Innate and adaptive sources of intestinal GM-CSF in patients with CD. (A) This shows GM-CSF⁺CD45⁺ cells. Adjacent dot plot shows frequency in NI and INF CD mucosa. (B) GM-CSF⁺CD45⁺ cells were analyzed for CD3 and NKp44 expression in NI and INF CD mucosa. Numbers in gate represents percentages. (C) Plots show percentages of NKp44⁺GM-CSF⁺ and CD3⁺GM-CSF⁺ cells. (D) This shows identification of NKp44⁺ CD117⁺ cells and (E) expression of CD127, CD161, RORγt, and CD69 on NKp44⁺ CD117⁺ cells. (F) GM-CSF production by NCR⁺ILC3 (CD45⁺CD3⁻CD4⁻CD127⁺CD161⁺NKp44⁺CD117⁺), (G) NCR⁺ILC3 frequencies, and (H) interferon-γ-producing ILC1 were quantified.

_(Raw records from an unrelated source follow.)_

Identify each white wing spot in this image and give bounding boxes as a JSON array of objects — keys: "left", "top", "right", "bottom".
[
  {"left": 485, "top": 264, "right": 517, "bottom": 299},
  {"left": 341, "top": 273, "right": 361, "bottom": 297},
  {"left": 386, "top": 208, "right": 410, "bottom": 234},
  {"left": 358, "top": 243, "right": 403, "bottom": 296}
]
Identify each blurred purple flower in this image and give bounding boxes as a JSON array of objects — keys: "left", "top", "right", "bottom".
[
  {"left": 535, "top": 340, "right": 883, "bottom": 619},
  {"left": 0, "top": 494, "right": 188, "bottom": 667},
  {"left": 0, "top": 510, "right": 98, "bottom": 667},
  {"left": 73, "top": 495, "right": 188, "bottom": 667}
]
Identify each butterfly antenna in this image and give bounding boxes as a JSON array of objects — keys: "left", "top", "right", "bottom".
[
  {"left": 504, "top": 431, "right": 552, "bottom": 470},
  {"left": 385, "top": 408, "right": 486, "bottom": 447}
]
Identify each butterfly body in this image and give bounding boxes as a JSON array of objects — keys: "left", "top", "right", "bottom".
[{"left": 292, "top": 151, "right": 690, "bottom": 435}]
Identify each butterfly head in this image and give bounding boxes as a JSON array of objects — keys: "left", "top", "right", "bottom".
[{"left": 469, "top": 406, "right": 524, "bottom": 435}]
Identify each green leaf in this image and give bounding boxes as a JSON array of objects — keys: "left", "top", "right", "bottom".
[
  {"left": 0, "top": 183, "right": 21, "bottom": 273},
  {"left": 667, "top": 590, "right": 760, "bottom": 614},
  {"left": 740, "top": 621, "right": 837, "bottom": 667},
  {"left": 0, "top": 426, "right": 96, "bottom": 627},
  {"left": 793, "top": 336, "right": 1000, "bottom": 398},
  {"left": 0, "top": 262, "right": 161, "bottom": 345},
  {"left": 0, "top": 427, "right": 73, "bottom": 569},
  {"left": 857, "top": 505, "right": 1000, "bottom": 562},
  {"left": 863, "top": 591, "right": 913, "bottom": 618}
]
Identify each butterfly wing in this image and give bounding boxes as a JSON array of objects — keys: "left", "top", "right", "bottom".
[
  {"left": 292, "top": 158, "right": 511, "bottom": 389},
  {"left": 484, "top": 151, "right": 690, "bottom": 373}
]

Numbers in gates represent percentages. (I) This image and (J) this image show gene expression analysis of glycosyltransferase genes in the indicated population from INF and NI patients with CD. (K) This image and (L) this image show scatter plots of PC1 values of ILC1-PC and ILC3-PC derived from principal component analysis of signature ILC1 and ILC3 genes against a sub-dataset (195 NI ileal CD and 121 NI ileal non-IBD samples) of the bulk messenger RNAseq samples from the Mount Sinai Crohn’s and Colitis Registry stratified by the presence of aGMAb.